If we take the definition of a variety as a reduced integral scheme of finite type over an algebraically closed field $k$, then a variety is in particular a scheme over $k$, so is a scheme $X$ with a morphism $X \to Spec(k)$. As I'm understanding it, more emphasis should be put on the morphism instead of the underlying scheme since we can have non-isomorphic schemes over a base $S$ say $\pi,\eta : X \to S$. Then even if we have a finitely generated reduced $k$-algebra $A$, can we still have non-isomorphic $k$-schemes $\eta, \pi : Spec (A) \to Spec (k)$? It seems to me like if this were the case it would be unexpected, since there is just one $k$ variety called Spec$(A)$, but I don't really have anything to base this on other than the fact that the relative point of view is really never applied to varieties.

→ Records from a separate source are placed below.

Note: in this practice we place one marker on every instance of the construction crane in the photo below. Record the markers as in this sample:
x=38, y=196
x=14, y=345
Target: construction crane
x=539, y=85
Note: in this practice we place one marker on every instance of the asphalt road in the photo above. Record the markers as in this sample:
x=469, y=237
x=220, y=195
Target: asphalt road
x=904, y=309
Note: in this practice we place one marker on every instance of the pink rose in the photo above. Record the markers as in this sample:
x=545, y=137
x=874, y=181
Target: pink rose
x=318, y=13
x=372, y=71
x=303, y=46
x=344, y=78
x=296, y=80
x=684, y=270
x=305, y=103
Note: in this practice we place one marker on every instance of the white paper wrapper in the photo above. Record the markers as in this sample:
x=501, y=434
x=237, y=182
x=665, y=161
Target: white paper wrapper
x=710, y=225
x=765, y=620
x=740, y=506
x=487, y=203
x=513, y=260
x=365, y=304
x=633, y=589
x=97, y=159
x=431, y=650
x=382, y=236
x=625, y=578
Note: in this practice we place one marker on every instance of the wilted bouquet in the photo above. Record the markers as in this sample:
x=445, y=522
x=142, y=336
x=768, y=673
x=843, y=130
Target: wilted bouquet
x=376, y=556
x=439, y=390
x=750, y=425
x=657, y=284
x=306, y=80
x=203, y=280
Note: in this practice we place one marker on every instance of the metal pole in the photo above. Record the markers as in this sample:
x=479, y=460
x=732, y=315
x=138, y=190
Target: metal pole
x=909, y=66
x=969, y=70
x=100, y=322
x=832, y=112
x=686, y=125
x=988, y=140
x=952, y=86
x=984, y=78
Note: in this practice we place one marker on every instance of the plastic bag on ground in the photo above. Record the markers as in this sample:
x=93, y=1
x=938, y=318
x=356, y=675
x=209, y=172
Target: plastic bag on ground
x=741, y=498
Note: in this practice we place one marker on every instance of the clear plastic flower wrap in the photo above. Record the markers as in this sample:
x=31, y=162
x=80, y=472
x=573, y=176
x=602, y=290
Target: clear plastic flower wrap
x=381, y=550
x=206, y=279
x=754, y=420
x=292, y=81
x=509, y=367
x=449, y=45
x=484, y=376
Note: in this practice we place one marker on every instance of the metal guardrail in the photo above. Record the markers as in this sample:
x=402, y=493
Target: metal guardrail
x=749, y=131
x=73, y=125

This is equivalent to putting two non-isomorphic $k$-algebra structures on $A$, where $k$ is algebraically closed, so I the question I'm really interested in is can we have a ring $A$ and two monomorphisms $i_1,i_2 :k \to A$ so that there is no automorphism $\varphi$ of $A$ with $\varphi \circ i_2 = i_1$?
Here is a non-affine example, although I think (but haven't checked) that it produces an affine example after removing a point: take an elliptic curve $E$ over $k$ whose $j$-invariant $j(E)$ is moved by some automorphism $g : k \to k$ of $k$. Then applying $g$ to the coefficients of a polynomial defining $E$ produces a new elliptic curve $gE$ with $j$-invariant $j(gE) = g j(E) \neq j(E)$. So $E$ and $gE$ are not isomorphic as varieties over $k$, but they are isomorphic as schemes.
In the setting of varieties the point of the structure morphism to $\text{Spec } k$ is mostly to force morphisms to be $k$-linear. Without it you just get the wrong notion of morphism of varieties over $k$.